1. Definición de variables:
Sea $A = \arcsin \frac{2}{3\sqrt{x}}$ y $B = \arcsin \sqrt{1-x}$. La ecuación es $A - B = \arcsin(1/3)$.
Aplicamos la función seno a ambos lados:
$$ \sin(A - B) = \sin(\arcsin(1/3)) = 1/3 $$
$$ \sin A \cos B - \cos A \sin B = 1/3 $$

2. Desarrollo paso a paso:
$\sin A = \frac{2}{3\sqrt{x}}$, $\cos A = \sqrt{1 - \frac{4}{9x}}$.

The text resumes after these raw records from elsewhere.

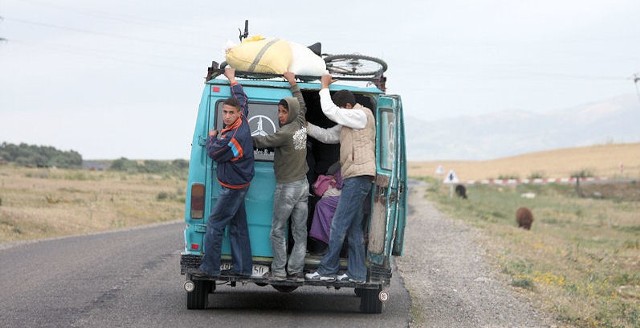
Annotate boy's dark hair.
[223,97,240,110]
[331,90,356,108]
[278,99,289,110]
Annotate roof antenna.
[238,19,249,42]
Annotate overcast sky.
[0,0,640,159]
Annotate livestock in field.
[456,185,467,199]
[516,207,533,230]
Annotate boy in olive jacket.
[253,72,309,281]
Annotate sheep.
[456,185,467,199]
[516,207,533,230]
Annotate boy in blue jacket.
[194,67,254,278]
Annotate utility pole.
[633,73,640,101]
[0,16,7,43]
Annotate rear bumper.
[180,254,392,289]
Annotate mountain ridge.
[405,94,640,161]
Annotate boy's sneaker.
[304,271,336,281]
[287,272,304,282]
[336,273,364,284]
[262,271,287,281]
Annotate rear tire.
[187,280,215,310]
[360,287,384,313]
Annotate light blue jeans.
[271,176,309,276]
[200,187,253,276]
[318,176,371,280]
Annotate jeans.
[200,187,253,276]
[318,176,371,280]
[271,176,309,276]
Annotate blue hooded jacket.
[207,83,255,189]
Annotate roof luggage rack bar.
[205,61,386,85]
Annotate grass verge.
[425,178,640,327]
[0,165,186,243]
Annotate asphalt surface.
[0,223,411,327]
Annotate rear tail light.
[191,183,204,219]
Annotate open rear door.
[368,95,406,265]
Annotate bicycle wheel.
[324,54,387,76]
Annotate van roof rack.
[205,61,387,91]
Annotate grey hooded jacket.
[253,85,309,183]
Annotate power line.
[7,18,211,50]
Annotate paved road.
[0,223,411,327]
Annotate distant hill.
[405,94,640,161]
[408,142,640,181]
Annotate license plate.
[220,262,269,277]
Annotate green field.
[0,164,186,243]
[421,177,640,327]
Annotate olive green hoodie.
[253,85,309,183]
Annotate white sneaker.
[336,273,364,284]
[304,271,336,281]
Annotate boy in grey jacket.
[253,72,309,281]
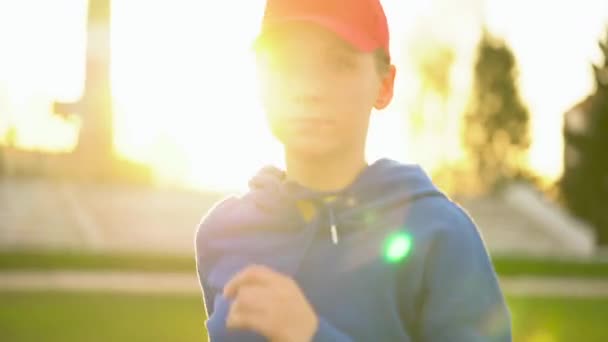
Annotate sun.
[112,1,276,189]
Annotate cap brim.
[253,16,380,52]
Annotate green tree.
[462,30,530,192]
[559,29,608,244]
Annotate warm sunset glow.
[0,0,608,189]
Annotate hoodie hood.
[246,159,439,222]
[197,159,441,261]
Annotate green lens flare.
[384,233,412,263]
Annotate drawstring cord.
[329,205,338,245]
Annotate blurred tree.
[462,30,530,192]
[560,29,608,244]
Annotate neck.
[285,146,367,192]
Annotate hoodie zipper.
[329,206,339,245]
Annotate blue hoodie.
[196,159,511,342]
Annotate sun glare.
[0,0,606,189]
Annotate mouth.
[290,117,335,127]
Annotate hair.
[374,48,391,77]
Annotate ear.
[374,65,397,110]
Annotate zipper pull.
[330,223,338,245]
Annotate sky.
[0,0,608,190]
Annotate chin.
[283,138,339,159]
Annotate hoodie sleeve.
[417,208,511,342]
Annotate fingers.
[224,265,284,298]
[226,285,272,335]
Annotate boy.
[196,0,511,342]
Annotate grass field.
[0,292,608,342]
[0,251,608,278]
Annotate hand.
[224,266,319,342]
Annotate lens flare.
[384,232,412,263]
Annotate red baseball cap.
[255,0,390,56]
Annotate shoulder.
[410,196,485,250]
[196,196,241,247]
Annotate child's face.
[258,23,394,158]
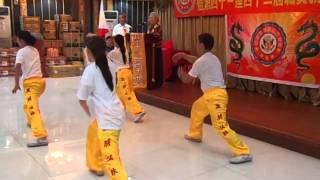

$\sin B = \sqrt{1-x}$, $\cos B = \sqrt{1 - (1-x)} = \sqrt{x}$.
Sustituyendo:
$$ \begin{aligned} \frac{2}{3\sqrt{x}} (\sqrt{x}) - \left(\sqrt{\frac{9x-4}{9x}}\right)(\sqrt{1-x}) &= \frac{1}{3} \\ \frac{2}{3} - \frac{\sqrt{9x-4}\sqrt{1-x}}{3\sqrt{x}} &= \frac{1}{3} \\ \frac{1}{3} &= \frac{\sqrt{(9x-4)(1-x)}}{3\sqrt{x}} \\ \sqrt{x} &= \sqrt{-9x^2 + 13x - 4} \end{aligned} $$
Elevando al cuadrado:
$$ x = -9x^2 + 13x - 4 \implies 9x^2 - 12x + 4 = 0 $$
Factorizando:
$$ (3x - 2)^2 = 0 \implies 3x = 2 $$
$$ \boxed{x = \frac{2}{3}} $$